Meta Platforms (META) is entering 2026 with three catalysts that could drive re-rating and potential outperformance, with a bull-case valuation reaching $1,000 per share, Morgan Stanley said in a Thursday note.
The catalysts include anticipated revenue revisions, the company's 2026 operating expense guide, and new products from Meta's Superintelligence team.
Investor sentiment toward Meta has weakened due to concerns about revenue durability, rising costs and setbacks related to its Llama development, the brokerage said.
The investment firm cut its 2026 and 2027 earnings per share forecasts by roughly 8% despite the bullish outlook, however, the analysts still expect Meta to reach about $33 in EPS in 2027.
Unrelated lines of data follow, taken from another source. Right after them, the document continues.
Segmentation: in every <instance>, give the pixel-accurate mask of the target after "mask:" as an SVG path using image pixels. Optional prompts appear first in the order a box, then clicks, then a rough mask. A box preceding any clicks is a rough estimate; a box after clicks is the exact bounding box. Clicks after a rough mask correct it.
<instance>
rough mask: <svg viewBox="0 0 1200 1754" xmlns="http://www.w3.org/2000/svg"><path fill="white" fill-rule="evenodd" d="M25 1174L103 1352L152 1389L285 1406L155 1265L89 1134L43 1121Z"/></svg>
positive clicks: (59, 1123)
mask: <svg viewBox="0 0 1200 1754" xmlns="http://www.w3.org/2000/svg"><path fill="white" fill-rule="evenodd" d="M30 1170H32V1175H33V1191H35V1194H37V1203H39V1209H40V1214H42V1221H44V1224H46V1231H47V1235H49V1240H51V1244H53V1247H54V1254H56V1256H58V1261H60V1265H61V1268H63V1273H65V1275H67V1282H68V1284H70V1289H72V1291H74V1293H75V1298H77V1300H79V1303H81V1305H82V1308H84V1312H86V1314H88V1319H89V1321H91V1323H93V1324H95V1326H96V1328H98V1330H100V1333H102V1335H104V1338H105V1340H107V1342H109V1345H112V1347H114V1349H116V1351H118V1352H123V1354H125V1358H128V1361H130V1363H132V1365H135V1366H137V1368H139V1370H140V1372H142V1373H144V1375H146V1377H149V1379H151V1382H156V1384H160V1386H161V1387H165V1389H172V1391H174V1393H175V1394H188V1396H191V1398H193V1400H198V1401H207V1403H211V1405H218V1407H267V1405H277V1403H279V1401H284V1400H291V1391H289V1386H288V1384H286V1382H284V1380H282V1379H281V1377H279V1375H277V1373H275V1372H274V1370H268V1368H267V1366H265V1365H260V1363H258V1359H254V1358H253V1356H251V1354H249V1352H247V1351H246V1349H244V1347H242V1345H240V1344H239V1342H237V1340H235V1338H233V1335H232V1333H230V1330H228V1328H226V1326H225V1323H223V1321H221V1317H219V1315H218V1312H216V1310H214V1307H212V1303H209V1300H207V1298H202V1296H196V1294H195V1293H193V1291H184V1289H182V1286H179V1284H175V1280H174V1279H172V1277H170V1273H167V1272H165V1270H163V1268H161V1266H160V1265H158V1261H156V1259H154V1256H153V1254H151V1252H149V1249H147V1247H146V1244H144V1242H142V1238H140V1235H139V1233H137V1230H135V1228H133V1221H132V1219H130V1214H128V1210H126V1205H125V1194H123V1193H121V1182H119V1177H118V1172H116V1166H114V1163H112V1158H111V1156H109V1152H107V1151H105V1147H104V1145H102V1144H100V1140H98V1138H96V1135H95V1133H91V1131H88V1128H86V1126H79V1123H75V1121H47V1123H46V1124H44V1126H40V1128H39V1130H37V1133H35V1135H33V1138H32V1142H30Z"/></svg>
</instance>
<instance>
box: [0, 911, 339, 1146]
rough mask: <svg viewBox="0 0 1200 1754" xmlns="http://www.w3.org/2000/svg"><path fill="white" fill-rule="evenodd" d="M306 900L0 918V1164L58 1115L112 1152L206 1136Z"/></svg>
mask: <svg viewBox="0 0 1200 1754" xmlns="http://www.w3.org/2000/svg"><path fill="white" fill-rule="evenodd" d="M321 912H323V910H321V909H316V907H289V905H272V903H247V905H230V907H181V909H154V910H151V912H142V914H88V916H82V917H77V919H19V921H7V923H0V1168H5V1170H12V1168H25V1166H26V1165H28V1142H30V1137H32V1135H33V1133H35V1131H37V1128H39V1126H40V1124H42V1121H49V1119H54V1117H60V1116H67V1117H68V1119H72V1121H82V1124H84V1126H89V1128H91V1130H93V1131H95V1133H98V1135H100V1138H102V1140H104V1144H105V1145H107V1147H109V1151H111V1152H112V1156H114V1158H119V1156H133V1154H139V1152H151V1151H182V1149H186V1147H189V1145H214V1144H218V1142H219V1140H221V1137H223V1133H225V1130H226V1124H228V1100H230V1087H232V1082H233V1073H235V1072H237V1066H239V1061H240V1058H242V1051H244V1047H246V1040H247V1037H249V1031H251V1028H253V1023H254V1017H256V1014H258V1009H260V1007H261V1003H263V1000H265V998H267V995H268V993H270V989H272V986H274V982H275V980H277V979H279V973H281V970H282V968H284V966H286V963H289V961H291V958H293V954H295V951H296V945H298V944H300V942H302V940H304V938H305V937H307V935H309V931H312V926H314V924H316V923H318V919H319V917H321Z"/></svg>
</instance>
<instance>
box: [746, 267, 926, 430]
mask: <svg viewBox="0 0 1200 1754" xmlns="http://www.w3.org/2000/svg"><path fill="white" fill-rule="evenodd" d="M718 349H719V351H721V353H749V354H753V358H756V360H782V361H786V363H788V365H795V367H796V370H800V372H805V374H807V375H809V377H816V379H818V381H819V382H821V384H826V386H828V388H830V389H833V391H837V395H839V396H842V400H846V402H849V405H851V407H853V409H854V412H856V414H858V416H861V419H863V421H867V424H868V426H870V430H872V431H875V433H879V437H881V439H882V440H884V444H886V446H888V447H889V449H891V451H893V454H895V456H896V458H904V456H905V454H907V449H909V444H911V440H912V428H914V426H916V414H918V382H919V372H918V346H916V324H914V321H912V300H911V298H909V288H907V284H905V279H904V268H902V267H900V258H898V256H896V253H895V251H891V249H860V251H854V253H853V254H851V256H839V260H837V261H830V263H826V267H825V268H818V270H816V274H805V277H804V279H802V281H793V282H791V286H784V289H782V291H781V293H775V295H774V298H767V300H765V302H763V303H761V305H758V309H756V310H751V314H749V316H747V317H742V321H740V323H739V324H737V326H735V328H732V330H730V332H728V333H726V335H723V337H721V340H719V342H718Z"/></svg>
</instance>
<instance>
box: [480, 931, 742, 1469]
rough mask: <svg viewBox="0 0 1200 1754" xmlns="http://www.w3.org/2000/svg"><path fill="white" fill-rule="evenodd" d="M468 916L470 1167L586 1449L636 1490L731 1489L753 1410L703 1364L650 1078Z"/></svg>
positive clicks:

Morgan Stanley expects Meta's 2026 to 2027 revenue to come in between 2% and 4% above consensus and said that upbeat Q4 guidance could reinforce confidence in the company's long runway for engagement, monetization, and platform improvements.
The firm raised its GAAP opex outlook to $155 billion for 2026 and $187 billion for 2027, following updated assumptions for infrastructure, hyperscaler spend and other related costs.
The market is undervaluing Meta's upcoming LLM developments, highlighting a frontier model anticipated in spring 2026, according to the note.
Morgan Stanley maintained an overweight rating on the stock but lowered its price target to $750 from $820.
Shares of Meta were down 0.3% in recent trading.